Weather Weighs on GovDeals GMV
Management noted that significant winter weather slowed GovDeals’ GMV growth, limiting the increase to 5% year-over-year as auctions were delayed. They expect some deferred vehicle and heavy-equipment volumes to move in the next quarter, framing the impact as a timing issue rather than a structural slowdown.
Taxes and Stock-Based Pay Temper EPS
The company’s GAAP EPS grew more slowly than adjusted EBITDA due to higher performance-based stock compensation and a rising effective tax rate. Management signaled that the effective tax rate could approach the mid-30s next quarter, a factor that will continue to constrain EPS upside relative to operating profit growth.
Revenue Mix Dampens Top-Line Conversion
While GMV advanced 6%, consolidated revenue rose only 4%, as certain asset and contract mixes yield lower take rates. In the retail segment, revenue increased just 1% despite strong GMV and profit growth, illustrating how mix shifts can influence reported revenue even when underlying economics improve.
Seasonality and Product Mix Add Q3 Noise
Executives reminded investors that the third quarter is seasonally strong but can see shifting product mixes, especially as retail normalizes from a robust Q2. These changes may introduce volatility in margins and ratios, even if overall GMV and profits continue to trend higher.
Capital Deployment Options Still Measured
Despite its substantial cash position, the company highlighted that available borrowing under its credit facility is modest at $26 million, with $50 million remaining on the repurchase authorization. This setup supports continued buybacks and selective deals but limits the scope for very large near-term M&A without new financing.
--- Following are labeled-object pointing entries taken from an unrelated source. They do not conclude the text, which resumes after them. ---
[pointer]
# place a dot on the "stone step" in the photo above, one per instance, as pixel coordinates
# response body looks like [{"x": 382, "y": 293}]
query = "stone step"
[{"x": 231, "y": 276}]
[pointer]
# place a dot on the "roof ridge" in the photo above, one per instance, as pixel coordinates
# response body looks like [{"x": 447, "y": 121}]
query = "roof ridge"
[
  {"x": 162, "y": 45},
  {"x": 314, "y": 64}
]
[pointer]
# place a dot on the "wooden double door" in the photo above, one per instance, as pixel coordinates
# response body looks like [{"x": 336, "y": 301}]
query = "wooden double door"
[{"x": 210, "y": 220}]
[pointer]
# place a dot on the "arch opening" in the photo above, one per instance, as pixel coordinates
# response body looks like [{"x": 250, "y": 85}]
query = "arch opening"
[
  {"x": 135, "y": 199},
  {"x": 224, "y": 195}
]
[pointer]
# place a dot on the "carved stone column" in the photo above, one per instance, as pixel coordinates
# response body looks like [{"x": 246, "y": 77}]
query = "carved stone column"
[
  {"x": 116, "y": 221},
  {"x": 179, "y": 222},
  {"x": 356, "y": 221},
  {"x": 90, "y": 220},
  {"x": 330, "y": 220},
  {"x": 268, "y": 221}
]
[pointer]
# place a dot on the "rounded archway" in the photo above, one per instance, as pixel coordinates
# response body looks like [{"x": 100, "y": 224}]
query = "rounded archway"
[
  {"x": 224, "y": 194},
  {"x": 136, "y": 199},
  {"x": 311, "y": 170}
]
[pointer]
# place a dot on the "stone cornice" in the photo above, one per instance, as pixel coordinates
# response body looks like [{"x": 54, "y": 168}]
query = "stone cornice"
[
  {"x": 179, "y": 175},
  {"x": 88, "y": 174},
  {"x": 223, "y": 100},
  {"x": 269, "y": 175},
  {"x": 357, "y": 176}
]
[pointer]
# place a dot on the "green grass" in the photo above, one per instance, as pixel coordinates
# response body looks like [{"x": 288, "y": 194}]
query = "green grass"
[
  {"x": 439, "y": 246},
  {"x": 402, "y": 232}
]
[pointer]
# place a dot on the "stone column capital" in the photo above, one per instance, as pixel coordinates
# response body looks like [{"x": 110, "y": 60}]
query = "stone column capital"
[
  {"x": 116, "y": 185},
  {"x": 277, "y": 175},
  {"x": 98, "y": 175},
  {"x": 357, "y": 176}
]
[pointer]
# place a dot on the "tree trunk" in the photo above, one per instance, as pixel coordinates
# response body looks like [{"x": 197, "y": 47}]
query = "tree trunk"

Macro and Geopolitical Risks on Radar
Management cited global tariffs, adverse weather, and geopolitical tensions as ongoing risks that could influence asset supply, buyer engagement, and recovery values. While these factors have not derailed growth, they remain key variables in how volumes and pricing may trend across regions and categories.
Guidance Points to Continued Growth
For fiscal Q3 2026, Liquidity Services guided GMV to $425–$465 million with consignment volumes in the low- to mid-80s percent range and stable purchase GMV. The company expects revenue as a share of GMV in the mid- to high-20s, segment direct profit margins in the mid- to high-40s, non-GAAP adjusted EBITDA of $17–$20 million, and adjusted EPS of $0.30–$0.39.
Liquidity Services’ call painted a picture of a platform gaining scale, profitability, and cash strength even as it navigates weather, tax, and macro challenges. With expanding segment profits, a deepening buyer base, and constructive guidance, the company positioned itself as a steady compounder for investors watching the secondary asset and reverse logistics markets.